For those of you who know me outside of this blog, you may know that I run several EMS groups on Facebook. Several are private groups for friends and colleagues, but one group has grown well beyond expectations.
Running an EMS page on social media is a constant challenge. I like to compare it to Goldilocks and her porridge tasting. Some porridge is too hot. Some is too cold. She had to try to find the right porridge.
EMS social media is the same way. There’s one extreme where we always have to be supportive. Everyone should follow their dream and passion to be in EMS, even if you’ve failed the National Registry exam three times. These people recite the dogma quotes we all cringe at. “BLS before ALS.” “EMTs save paramedics.” “Race the reaper.” Their sources of information include “my instructor told me” and “our protocols said.” If you challenge these folks, you’re automatically unsupportive and get called a “paragod.”

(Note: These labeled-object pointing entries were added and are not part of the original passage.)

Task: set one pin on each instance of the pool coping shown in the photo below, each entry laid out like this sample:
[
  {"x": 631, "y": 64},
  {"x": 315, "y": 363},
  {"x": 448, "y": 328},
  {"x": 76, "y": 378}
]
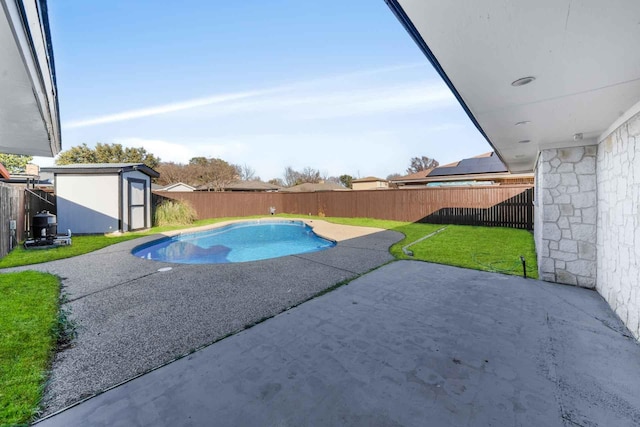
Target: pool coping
[{"x": 135, "y": 315}]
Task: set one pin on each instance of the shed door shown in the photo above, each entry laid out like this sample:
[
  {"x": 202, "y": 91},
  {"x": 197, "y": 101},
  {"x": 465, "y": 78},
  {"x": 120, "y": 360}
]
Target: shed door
[{"x": 137, "y": 204}]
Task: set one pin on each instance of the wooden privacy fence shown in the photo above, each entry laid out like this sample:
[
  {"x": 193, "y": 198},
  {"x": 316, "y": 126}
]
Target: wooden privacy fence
[
  {"x": 11, "y": 209},
  {"x": 19, "y": 203},
  {"x": 505, "y": 205}
]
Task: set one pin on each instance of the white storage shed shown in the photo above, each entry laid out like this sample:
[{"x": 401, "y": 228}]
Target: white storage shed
[{"x": 103, "y": 197}]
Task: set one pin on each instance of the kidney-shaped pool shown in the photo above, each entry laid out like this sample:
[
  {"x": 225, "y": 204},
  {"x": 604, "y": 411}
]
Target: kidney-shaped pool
[{"x": 237, "y": 242}]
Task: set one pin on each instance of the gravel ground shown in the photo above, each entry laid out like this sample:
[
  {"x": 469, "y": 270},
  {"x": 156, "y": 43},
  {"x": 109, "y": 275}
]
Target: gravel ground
[{"x": 132, "y": 318}]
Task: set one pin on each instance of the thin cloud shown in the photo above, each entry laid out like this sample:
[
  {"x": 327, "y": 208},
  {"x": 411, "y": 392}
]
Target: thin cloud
[
  {"x": 225, "y": 99},
  {"x": 166, "y": 108}
]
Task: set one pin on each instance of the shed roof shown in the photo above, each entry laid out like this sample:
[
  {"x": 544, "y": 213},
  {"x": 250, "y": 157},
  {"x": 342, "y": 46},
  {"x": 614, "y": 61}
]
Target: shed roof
[{"x": 99, "y": 168}]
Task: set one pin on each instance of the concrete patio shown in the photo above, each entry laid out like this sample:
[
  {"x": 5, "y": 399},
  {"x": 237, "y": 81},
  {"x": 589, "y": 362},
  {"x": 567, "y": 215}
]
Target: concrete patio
[
  {"x": 133, "y": 318},
  {"x": 410, "y": 343}
]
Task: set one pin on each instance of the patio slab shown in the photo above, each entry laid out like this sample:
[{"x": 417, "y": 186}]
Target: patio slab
[
  {"x": 133, "y": 318},
  {"x": 410, "y": 343}
]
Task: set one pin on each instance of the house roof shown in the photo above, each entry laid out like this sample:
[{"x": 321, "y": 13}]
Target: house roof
[
  {"x": 29, "y": 118},
  {"x": 308, "y": 187},
  {"x": 474, "y": 165},
  {"x": 99, "y": 168},
  {"x": 483, "y": 166},
  {"x": 582, "y": 55},
  {"x": 369, "y": 179}
]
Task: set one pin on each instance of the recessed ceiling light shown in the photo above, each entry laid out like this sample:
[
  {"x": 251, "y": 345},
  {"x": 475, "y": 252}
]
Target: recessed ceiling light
[{"x": 523, "y": 81}]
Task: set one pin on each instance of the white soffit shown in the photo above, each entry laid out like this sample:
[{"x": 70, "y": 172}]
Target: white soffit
[
  {"x": 583, "y": 54},
  {"x": 28, "y": 110}
]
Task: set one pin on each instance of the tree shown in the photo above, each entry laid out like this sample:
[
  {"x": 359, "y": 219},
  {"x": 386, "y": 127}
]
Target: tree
[
  {"x": 276, "y": 181},
  {"x": 346, "y": 180},
  {"x": 171, "y": 173},
  {"x": 293, "y": 177},
  {"x": 215, "y": 173},
  {"x": 247, "y": 173},
  {"x": 107, "y": 153},
  {"x": 15, "y": 163},
  {"x": 422, "y": 163}
]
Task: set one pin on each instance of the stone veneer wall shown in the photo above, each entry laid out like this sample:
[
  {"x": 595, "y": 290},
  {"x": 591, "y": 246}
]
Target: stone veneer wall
[
  {"x": 566, "y": 215},
  {"x": 618, "y": 266}
]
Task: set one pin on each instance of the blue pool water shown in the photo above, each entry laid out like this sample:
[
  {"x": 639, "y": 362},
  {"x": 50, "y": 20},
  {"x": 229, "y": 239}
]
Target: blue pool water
[{"x": 239, "y": 242}]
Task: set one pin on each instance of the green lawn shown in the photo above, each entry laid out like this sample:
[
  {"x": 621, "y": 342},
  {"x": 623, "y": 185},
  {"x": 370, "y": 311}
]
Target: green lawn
[
  {"x": 29, "y": 307},
  {"x": 29, "y": 301},
  {"x": 84, "y": 244},
  {"x": 481, "y": 248}
]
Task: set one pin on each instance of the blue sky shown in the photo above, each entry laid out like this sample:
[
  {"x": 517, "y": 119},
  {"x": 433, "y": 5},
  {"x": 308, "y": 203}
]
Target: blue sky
[{"x": 339, "y": 87}]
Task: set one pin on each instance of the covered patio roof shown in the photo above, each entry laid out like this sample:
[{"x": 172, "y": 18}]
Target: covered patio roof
[
  {"x": 582, "y": 56},
  {"x": 29, "y": 121}
]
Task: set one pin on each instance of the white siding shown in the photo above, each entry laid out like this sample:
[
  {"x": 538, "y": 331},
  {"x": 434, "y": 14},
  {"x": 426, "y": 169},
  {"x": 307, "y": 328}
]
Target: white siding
[{"x": 87, "y": 203}]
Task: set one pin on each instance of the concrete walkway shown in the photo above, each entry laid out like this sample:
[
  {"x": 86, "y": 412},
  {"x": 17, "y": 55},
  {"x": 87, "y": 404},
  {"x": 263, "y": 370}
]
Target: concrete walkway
[
  {"x": 409, "y": 344},
  {"x": 133, "y": 318}
]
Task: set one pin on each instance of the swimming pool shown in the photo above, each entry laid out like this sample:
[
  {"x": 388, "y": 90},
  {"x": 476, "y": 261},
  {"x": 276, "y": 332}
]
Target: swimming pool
[{"x": 238, "y": 242}]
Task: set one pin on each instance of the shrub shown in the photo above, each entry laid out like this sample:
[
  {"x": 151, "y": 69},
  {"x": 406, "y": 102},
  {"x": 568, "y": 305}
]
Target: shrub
[{"x": 174, "y": 212}]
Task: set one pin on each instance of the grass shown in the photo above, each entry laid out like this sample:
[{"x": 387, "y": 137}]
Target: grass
[
  {"x": 176, "y": 212},
  {"x": 30, "y": 328},
  {"x": 481, "y": 248},
  {"x": 30, "y": 304},
  {"x": 85, "y": 244},
  {"x": 494, "y": 249}
]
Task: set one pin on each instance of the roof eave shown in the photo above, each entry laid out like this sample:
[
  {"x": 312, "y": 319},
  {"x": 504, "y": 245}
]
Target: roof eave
[{"x": 404, "y": 19}]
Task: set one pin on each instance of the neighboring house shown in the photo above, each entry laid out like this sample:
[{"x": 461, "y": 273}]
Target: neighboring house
[
  {"x": 31, "y": 177},
  {"x": 369, "y": 183},
  {"x": 104, "y": 197},
  {"x": 554, "y": 87},
  {"x": 29, "y": 120},
  {"x": 255, "y": 186},
  {"x": 485, "y": 169},
  {"x": 178, "y": 186},
  {"x": 251, "y": 186},
  {"x": 308, "y": 187}
]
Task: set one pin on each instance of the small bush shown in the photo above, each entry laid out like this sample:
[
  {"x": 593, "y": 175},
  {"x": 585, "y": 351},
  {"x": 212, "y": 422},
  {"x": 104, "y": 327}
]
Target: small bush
[{"x": 174, "y": 212}]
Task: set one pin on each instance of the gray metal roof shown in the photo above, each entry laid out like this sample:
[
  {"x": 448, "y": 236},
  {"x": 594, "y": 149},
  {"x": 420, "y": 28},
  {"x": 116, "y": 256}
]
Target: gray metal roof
[
  {"x": 97, "y": 168},
  {"x": 490, "y": 164}
]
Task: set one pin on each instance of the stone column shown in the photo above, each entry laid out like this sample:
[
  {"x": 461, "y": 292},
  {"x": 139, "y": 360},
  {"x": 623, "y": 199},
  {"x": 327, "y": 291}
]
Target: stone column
[{"x": 566, "y": 215}]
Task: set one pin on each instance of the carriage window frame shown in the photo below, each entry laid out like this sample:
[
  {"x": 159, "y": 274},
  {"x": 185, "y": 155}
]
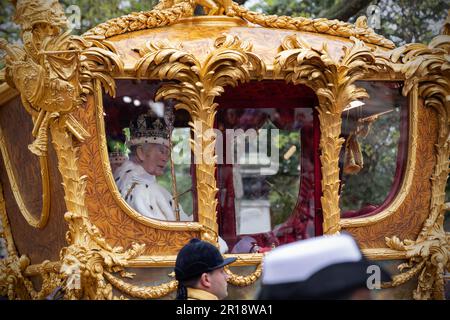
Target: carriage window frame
[{"x": 194, "y": 225}]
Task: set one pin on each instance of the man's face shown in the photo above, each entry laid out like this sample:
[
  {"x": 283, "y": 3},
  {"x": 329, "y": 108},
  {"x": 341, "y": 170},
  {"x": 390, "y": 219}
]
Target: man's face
[
  {"x": 153, "y": 158},
  {"x": 219, "y": 284}
]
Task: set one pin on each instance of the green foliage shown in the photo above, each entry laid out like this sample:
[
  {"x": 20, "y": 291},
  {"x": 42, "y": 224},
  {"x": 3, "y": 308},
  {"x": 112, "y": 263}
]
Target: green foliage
[
  {"x": 284, "y": 186},
  {"x": 373, "y": 183},
  {"x": 402, "y": 21}
]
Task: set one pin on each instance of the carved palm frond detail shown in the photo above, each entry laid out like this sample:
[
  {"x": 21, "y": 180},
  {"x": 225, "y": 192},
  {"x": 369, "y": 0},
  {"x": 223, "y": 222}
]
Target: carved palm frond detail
[
  {"x": 142, "y": 292},
  {"x": 333, "y": 81},
  {"x": 428, "y": 68},
  {"x": 98, "y": 61},
  {"x": 196, "y": 85}
]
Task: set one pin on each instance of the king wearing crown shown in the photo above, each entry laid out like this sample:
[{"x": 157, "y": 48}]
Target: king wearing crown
[{"x": 136, "y": 177}]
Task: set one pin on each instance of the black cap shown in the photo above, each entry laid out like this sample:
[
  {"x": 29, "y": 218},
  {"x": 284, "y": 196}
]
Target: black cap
[
  {"x": 198, "y": 257},
  {"x": 327, "y": 283}
]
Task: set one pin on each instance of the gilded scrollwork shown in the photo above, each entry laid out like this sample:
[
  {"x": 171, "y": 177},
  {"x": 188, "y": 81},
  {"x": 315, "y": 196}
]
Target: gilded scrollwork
[
  {"x": 142, "y": 292},
  {"x": 168, "y": 12},
  {"x": 243, "y": 281},
  {"x": 198, "y": 83},
  {"x": 29, "y": 217},
  {"x": 333, "y": 82},
  {"x": 428, "y": 67}
]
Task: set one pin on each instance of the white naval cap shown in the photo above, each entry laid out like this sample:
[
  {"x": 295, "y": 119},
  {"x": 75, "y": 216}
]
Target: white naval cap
[
  {"x": 299, "y": 260},
  {"x": 319, "y": 268}
]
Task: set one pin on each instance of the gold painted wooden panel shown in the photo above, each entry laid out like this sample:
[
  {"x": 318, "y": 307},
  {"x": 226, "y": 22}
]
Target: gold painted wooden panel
[
  {"x": 118, "y": 228},
  {"x": 199, "y": 39},
  {"x": 37, "y": 244},
  {"x": 407, "y": 222}
]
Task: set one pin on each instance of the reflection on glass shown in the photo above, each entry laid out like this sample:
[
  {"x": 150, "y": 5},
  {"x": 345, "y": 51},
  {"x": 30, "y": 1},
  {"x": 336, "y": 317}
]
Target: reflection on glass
[
  {"x": 375, "y": 133},
  {"x": 142, "y": 136},
  {"x": 265, "y": 177}
]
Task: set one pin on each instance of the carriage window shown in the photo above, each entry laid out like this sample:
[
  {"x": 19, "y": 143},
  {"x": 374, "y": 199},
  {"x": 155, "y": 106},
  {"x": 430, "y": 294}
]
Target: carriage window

There’s an opposite extreme as well. These are the people who obsess and drone on about arcane clinical topics. No minutiae of biochemistry or pharmacology is too obscure for these pedants to emphasize that you’re “dangerous” if you don’t understand. These people, or their companions, like to post random EKGs with subtle findings that even cardiologists would debate. They will post these EKGs without any patient presentation and expect any EMS provider to find the zebra or risk their scorn and ridicule. It’s as if Sheldon and the rest of the cast of The Big Bang Theory started working on an ambulance and/or as EMS educators.

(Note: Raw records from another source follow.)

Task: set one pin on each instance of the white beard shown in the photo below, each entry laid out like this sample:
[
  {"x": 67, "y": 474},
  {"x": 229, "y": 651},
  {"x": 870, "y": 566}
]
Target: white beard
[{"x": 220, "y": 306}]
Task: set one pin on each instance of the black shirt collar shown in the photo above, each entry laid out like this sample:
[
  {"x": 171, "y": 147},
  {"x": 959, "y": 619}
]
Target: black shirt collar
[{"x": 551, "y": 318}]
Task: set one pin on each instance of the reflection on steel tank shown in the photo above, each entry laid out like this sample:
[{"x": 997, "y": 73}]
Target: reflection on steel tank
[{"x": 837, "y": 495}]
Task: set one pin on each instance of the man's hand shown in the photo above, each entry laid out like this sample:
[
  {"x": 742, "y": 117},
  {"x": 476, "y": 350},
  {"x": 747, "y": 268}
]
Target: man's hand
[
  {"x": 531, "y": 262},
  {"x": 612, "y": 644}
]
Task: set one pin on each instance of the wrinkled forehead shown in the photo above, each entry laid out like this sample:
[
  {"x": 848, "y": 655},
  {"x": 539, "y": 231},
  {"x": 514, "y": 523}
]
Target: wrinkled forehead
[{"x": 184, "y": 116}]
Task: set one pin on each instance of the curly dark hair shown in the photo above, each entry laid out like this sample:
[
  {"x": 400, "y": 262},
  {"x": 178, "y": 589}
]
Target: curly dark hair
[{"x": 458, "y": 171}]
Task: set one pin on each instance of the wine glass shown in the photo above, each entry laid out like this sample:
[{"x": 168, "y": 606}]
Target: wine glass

So, there’s a balance. The truth is, it shouldn’t be that hard to pass an entry level EMS exam which measures minimal competency. Mere certification determines entry level competency. We must always strive to be better, each and every day. It’s my personal belief that EMTs should be reading paramedic level material for continuing education and/or possibly considering pursing AEMT/Intermediate or paramedic certification. It’s my belief that paramedics should be reading physician-level educational material to supplement their knowledge. With the advent of open learning sources such as FOAMed and the like, the material is accessible. However, it’s also important that we remember our fundamental role in the world of medicine. In most cases, we are the entry into the healthcare system. If we can get the right patients to the right level of care the vast majority of the time, then EMS is a success. Don’t worry about the Krebs cycle nearly as much as you worry about taking care of your patient. I don’t expect the average EMS provider to provide physician level care or have a PhD’s understanding of the underlying science. I expect competent, compassionate care where a clinician recognizes their limits, but challenges themselves to expand those limits daily.
Medicine is a parallel to engineering. While both are based on the sciences, they are the application of pure science to solve human problems. Never forget that what we do is about people.
Having said my peace for now, I make one promise to you. I’ll try to be a better clinician, caregiver, and person today than I was yesterday. I merely ask that if you share a passion for EMS that you make the same commitment.